Crítica de David Freeston sobre uno de los dos conciertos ofrecidos por Supertramp en Montreal durante la gira de 1977, publicada en el diario local "The Star".
Supertramp no es una banda con personalidad. Sus fans serían incapaces de distinguir a un miembro del grupo de los demás, o de reconocerles por la calle.
Como mucho proyectan, individual y colectivamente, una imagen ajetreada, lo que sugiere que hacen las cosas de la forma más complicada, y que no tienen preferencia ni paciencia hacia la frivolidad.
Sin embargo, por alguna razón asombrosa, legiones de personas están convencidas de que su música tiene algo de personalidad. El quinteto británico se ha convertido durante el último año en uno de los grupos de rock más populares, apostando por una especie de música basada en los teclados, cuidadosamente entretejida en tres álbumes de un éxito monstruoso.

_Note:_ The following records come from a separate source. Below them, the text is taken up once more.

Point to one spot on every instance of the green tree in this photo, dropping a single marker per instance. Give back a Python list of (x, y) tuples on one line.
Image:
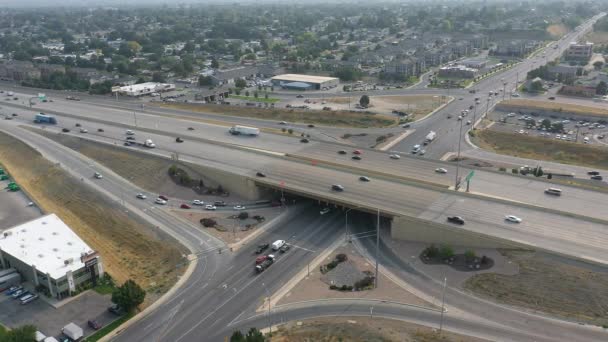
[(237, 336), (240, 83), (602, 88), (215, 64), (364, 101), (23, 333), (129, 295)]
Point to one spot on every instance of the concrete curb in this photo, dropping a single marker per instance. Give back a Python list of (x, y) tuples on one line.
[(143, 314), (280, 293)]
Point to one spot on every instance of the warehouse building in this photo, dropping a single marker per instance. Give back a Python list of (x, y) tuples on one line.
[(47, 253), (304, 82), (147, 88)]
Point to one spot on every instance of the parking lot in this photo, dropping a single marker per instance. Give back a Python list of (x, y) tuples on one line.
[(14, 207), (570, 129), (49, 320)]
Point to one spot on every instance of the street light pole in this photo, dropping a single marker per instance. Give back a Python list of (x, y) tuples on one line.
[(456, 183), (442, 305), (377, 247)]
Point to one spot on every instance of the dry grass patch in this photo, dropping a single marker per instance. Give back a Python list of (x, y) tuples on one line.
[(130, 247), (564, 288), (327, 118), (361, 329), (556, 107), (524, 146)]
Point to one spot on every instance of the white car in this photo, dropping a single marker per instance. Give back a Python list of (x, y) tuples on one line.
[(513, 218)]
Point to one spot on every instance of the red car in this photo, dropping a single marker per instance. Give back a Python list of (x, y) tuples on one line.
[(260, 259)]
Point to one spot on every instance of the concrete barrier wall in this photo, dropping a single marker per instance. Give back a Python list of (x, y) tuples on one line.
[(412, 229)]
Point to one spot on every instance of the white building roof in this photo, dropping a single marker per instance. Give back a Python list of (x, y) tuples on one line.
[(47, 243), (303, 78)]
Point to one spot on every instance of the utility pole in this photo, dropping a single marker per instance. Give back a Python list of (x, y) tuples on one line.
[(377, 247), (442, 305), (456, 182)]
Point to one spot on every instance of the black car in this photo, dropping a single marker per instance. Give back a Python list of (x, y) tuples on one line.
[(456, 219), (115, 309), (261, 248)]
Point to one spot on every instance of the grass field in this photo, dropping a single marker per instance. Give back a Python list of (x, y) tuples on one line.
[(334, 118), (261, 98), (564, 288), (556, 106), (362, 329), (131, 249), (557, 30), (519, 145)]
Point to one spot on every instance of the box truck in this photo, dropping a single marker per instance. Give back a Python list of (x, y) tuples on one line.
[(244, 130)]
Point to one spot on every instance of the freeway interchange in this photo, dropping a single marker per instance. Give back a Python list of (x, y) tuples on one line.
[(222, 292)]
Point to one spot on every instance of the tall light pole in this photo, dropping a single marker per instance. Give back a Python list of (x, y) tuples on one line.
[(377, 247), (456, 183), (442, 305)]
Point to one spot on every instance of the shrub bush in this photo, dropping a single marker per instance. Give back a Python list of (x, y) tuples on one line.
[(208, 222), (341, 257)]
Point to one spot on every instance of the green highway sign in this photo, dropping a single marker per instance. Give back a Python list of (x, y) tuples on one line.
[(469, 176)]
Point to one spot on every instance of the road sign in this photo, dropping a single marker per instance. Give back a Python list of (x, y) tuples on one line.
[(469, 176)]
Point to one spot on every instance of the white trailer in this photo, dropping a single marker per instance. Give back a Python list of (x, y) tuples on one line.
[(73, 331), (430, 137), (244, 130)]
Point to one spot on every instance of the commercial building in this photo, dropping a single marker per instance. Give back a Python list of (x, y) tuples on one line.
[(47, 253), (579, 51), (459, 71), (147, 88), (304, 82)]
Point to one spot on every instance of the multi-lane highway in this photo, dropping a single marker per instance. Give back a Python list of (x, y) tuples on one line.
[(223, 291)]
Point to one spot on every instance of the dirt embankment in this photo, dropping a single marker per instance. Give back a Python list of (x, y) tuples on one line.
[(147, 171), (542, 149), (327, 118), (551, 284), (362, 329), (130, 248)]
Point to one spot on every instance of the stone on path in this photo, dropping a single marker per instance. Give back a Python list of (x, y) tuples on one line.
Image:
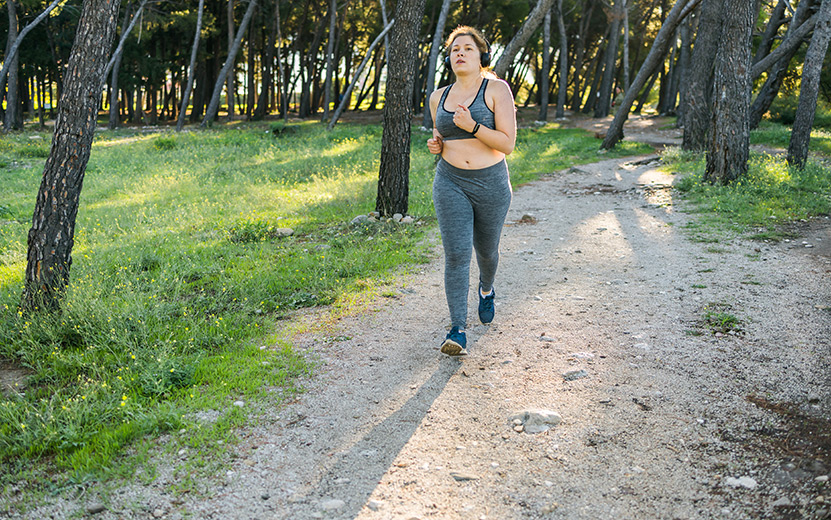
[(745, 482), (537, 420)]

También se han convertido en una gran atracción sus conciertos. Anoche ellos y su sistema de sonido de 250.000 dólares actuaron en el Forum, y esta noche volverán hacerlo ante otros diecinueve mil seguidores.
Después de una actuación de calentamiento con el dúo británico Gallagher y Lyle, Supertramp entró en escena y se movió entre rugidos atronadores, una galaxia de luces y una profunda clase de éxtasis.

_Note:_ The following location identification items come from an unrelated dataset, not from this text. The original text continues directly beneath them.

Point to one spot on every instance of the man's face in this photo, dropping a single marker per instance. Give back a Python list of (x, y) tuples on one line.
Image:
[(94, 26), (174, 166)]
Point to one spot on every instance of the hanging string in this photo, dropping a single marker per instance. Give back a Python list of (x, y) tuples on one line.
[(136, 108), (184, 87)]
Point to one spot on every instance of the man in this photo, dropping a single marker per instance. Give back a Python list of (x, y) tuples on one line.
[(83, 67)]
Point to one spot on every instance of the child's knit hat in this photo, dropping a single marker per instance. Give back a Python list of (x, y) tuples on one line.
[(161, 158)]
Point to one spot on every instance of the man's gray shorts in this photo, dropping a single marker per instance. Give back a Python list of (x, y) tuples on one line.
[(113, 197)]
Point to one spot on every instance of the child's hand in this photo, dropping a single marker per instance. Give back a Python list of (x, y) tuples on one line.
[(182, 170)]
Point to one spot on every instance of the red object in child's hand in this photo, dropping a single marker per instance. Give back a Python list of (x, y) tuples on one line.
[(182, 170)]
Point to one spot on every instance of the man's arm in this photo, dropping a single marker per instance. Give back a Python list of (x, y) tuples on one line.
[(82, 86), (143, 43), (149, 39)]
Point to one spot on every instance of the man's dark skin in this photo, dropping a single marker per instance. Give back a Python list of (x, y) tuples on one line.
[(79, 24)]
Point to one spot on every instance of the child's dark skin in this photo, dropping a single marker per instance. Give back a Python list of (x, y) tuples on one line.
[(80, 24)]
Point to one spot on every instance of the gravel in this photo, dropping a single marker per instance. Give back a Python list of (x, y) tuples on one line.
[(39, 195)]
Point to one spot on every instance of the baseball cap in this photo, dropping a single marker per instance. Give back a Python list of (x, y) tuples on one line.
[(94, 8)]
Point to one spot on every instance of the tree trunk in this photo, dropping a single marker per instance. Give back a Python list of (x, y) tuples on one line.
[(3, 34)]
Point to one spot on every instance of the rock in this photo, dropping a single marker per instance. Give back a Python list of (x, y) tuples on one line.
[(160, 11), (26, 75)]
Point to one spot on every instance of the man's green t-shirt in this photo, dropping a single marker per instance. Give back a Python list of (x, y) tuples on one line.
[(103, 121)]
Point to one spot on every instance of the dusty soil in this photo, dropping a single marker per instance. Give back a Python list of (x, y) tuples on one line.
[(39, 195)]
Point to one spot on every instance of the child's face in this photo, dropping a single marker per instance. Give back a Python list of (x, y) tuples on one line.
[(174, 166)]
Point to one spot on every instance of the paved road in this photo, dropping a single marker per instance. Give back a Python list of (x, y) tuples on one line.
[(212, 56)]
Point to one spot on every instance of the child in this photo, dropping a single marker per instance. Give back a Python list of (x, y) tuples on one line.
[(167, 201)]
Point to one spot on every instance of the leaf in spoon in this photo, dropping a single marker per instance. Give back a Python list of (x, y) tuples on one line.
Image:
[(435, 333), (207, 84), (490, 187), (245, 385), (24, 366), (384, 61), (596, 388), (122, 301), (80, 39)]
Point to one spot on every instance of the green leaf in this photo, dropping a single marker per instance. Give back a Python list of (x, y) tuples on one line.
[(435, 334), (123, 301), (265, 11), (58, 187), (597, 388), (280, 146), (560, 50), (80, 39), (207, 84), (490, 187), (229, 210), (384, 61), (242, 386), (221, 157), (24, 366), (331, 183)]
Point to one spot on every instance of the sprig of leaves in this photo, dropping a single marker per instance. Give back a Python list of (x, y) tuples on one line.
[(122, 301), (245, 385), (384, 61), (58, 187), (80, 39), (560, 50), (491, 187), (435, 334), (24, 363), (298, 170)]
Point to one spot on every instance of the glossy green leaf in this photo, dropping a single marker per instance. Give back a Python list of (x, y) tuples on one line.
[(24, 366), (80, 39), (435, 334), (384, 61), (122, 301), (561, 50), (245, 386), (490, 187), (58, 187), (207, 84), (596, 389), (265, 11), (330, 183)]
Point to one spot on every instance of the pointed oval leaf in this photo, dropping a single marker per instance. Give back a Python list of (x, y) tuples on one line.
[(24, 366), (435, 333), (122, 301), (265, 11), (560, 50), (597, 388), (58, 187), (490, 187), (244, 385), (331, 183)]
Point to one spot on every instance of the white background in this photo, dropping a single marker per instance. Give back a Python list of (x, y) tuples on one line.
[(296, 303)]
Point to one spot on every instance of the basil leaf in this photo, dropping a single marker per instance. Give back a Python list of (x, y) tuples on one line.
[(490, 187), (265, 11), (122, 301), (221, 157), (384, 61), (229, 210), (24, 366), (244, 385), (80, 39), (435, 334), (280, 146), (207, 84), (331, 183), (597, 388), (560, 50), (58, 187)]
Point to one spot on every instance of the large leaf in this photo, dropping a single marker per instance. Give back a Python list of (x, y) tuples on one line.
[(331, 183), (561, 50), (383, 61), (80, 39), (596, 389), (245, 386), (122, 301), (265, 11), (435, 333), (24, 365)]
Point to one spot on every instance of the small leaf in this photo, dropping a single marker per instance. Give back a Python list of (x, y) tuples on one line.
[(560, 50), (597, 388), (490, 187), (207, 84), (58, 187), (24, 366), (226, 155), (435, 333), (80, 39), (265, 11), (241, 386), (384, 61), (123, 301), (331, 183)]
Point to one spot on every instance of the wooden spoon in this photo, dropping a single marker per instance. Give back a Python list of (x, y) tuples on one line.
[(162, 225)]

Roger Hodgson a la voz y los teclados, Bob Benberg a la batería, Dougie Thomson al bajo, John Helliwell a los instrumentos de viento y los teclados, y Richard Davies a la voz y los teclados, repasaron su colección de canciones sin perder demasiado el compás.
Parecían serios mientras golpeaban y soplaban sus instrumentos, aparentaban ser versátiles mientras iban de aquí para allá cambiándolos por otros, y sonaban como un grupo de músicos ambulantes fresco y eficaz. Que es exactamente lo que son, ni más ni menos.
Tienen a su favor melodías ocasionalmente atractivas, una facilidad para las letras que añaden a algunas bobadas bien intencionadas, y un dominio absoluto del estilo que transforma los tópicos en "sofisticación sin entrañas".